Os créditos iniciais do filme já descortinam o universo dos "fabulosos Mantle": sobre tela escura, desfilam pranchas anatômicas do século XVII, nas quais o corpo feminino, escorchado, é representado com útero, ovários e trompas à mostra; alojados na cavidade uterina, figuram gêmeos em diferentes posições - imagens estas entremeadas por um arsenal de antigos instrumentos ginecológicos e gravuras de "siameses".

"Esse tema sempre foi fascinante. Tão fascinante que ele suscitou uma verdadeira mitologia", declarou Cronenberg após o lançamento do filme, quando indagado acerca dos motivos que o teriam levado a enfocar a gemeidade.( 3 3 David CRONENBERG, 1988. )

A referência à mitologia, nos discursos contemporâneos sobre a gemeidade, parece constituir uma constante, como indica a seguinte apreciação crítica, feita por Grünberg:

Gêmeos, mórbida semelhança é um dos filmes mais "puros" de Cronenberg; ele não se passa em nenhum lugar ou época específica; é o que mais se aproxima de uma tragédia moderna, quase mitológica, sobrecarregada com um segredo tão difícil de descobrir, escondido sob o mal estar existencial dos irmãos Mantle.(4)

O curioso é que esse filme, cuja trama se desenrolaria em nenhum lugar ou época específica, tem início com nada mais nada menos que três letreiros sucessivos que assinalam, inequivocamente, um determinado tempo e espaço. O detalhe, contudo, parece obliterado pelo crítico, que ressalta a "inexorabilidade tenebrosa e trágica do destino" e a emergência, no transcorrer do filme, de "imagens mentais" por vezes tão difíceis de admitir que elas nos "transpassariam" de forma sumamente eficaz.

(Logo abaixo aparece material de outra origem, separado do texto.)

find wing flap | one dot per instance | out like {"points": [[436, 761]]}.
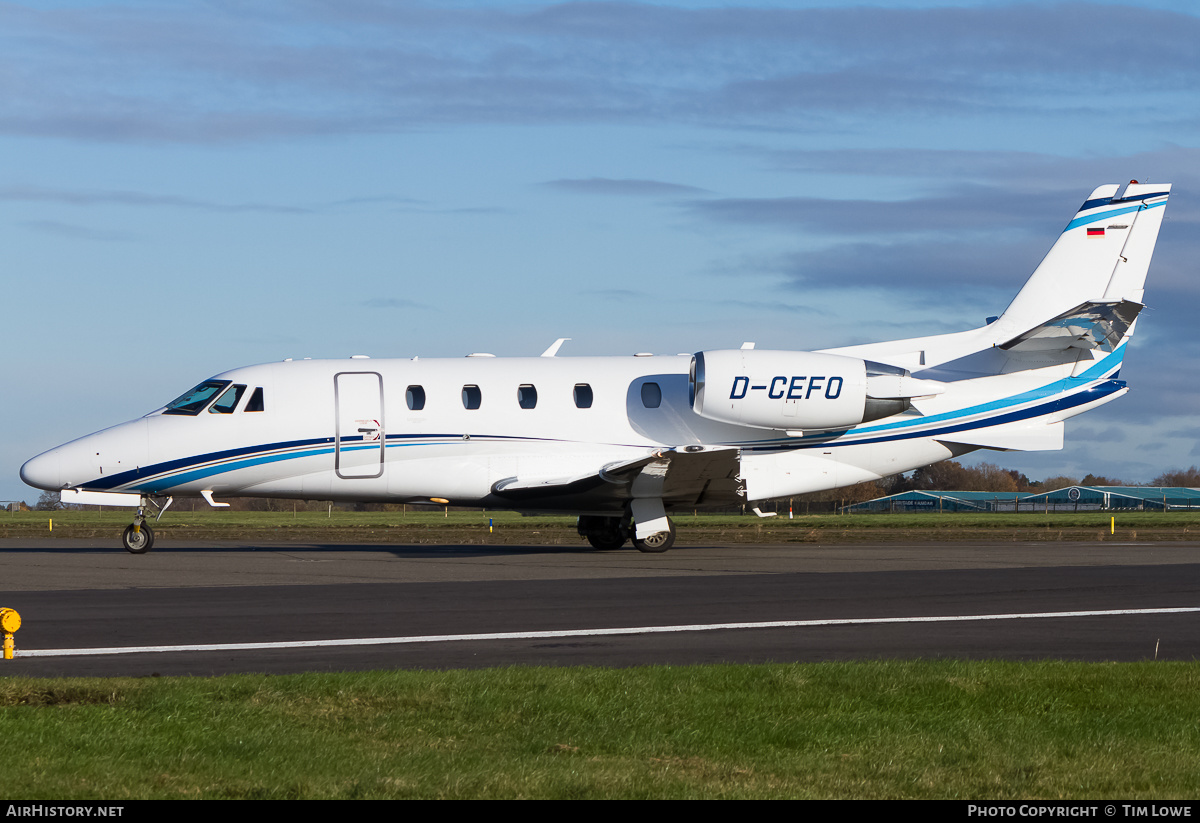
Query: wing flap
{"points": [[1013, 437]]}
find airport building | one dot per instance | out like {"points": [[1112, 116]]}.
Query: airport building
{"points": [[1072, 498]]}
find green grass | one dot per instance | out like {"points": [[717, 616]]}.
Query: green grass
{"points": [[472, 527], [876, 730]]}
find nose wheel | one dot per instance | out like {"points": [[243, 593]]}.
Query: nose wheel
{"points": [[659, 541], [138, 539]]}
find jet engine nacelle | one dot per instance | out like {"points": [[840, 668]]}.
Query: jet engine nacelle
{"points": [[799, 390]]}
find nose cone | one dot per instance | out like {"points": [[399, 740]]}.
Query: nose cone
{"points": [[45, 470]]}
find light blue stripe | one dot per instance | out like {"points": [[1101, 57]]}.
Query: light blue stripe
{"points": [[1105, 215]]}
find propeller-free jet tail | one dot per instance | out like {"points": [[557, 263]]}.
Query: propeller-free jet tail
{"points": [[622, 442]]}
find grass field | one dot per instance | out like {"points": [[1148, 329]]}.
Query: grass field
{"points": [[869, 730], [880, 730], [509, 528]]}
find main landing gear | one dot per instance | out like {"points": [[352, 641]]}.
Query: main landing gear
{"points": [[609, 533]]}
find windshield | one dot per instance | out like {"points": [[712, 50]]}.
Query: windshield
{"points": [[193, 402]]}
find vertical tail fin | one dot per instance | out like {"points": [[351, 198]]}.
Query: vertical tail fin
{"points": [[1102, 256]]}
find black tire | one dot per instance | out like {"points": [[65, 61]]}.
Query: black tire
{"points": [[138, 542], [657, 542], [606, 541], [604, 532]]}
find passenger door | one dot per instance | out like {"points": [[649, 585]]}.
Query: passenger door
{"points": [[359, 439]]}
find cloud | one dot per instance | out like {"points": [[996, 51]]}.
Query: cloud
{"points": [[222, 72], [73, 230], [957, 210], [136, 199], [624, 187]]}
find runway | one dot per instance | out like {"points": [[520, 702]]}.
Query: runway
{"points": [[559, 605]]}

Mas qual seria esse segredo encoberto sob o "mistério extremo e visceral da gemeidade" segundo expressão de outro crítico? Antes de tentarmos destrinçar a questão, vale a pena focar nas apreciações que seguem, pequenos fragmentos que integram os discursos contemporâneos sobre a gemeidade.

Talvez o principal ponto a ser notado nessa empreitada diga respeito à construção das personagens - os "fabulosos Mantle", como os heróis são reiteradamente designados ao longo da trama - e de seus enredos biográficos. A denominação não é aleatória, ressaltando a identidade e unicidade da dupla, dada pelo nome em comum, em detrimento da identidade individual, conferida pelos diferentes prenomes. Aos olhos dos outros, pois, os gêmeos constituiriam uma única entidade. O interessante é que essa designação, na terceira pessoa do plural, não deixa de manter certo paralelo com aquela outorgada nos mitos gregos aos Boreades, Molionides e Aloades, enfatizando a simbiose física e moral que une esses seres em um inelutável destino comum - e cuja morte, como nota Claudie Voisenat, "virá sancionar sua recusa de viverem separados".( 5 5 Claudie VOISENAT, 1985, p. 136. Corresponderiam a esses três pares de gêmeos definidos por sua similitude e simbiose três formas de excesso - nos atos, na aparência e nas atitudes psicológicas -; três tipos de desordem - contra o poder divino, as leis da natureza e as regras do amor humano -; e três condenações à morte ministradas pela mão divina de Apolo, Artemis ou Merodis, todos os três, cabe notar, gêmeos dissociados e separados. )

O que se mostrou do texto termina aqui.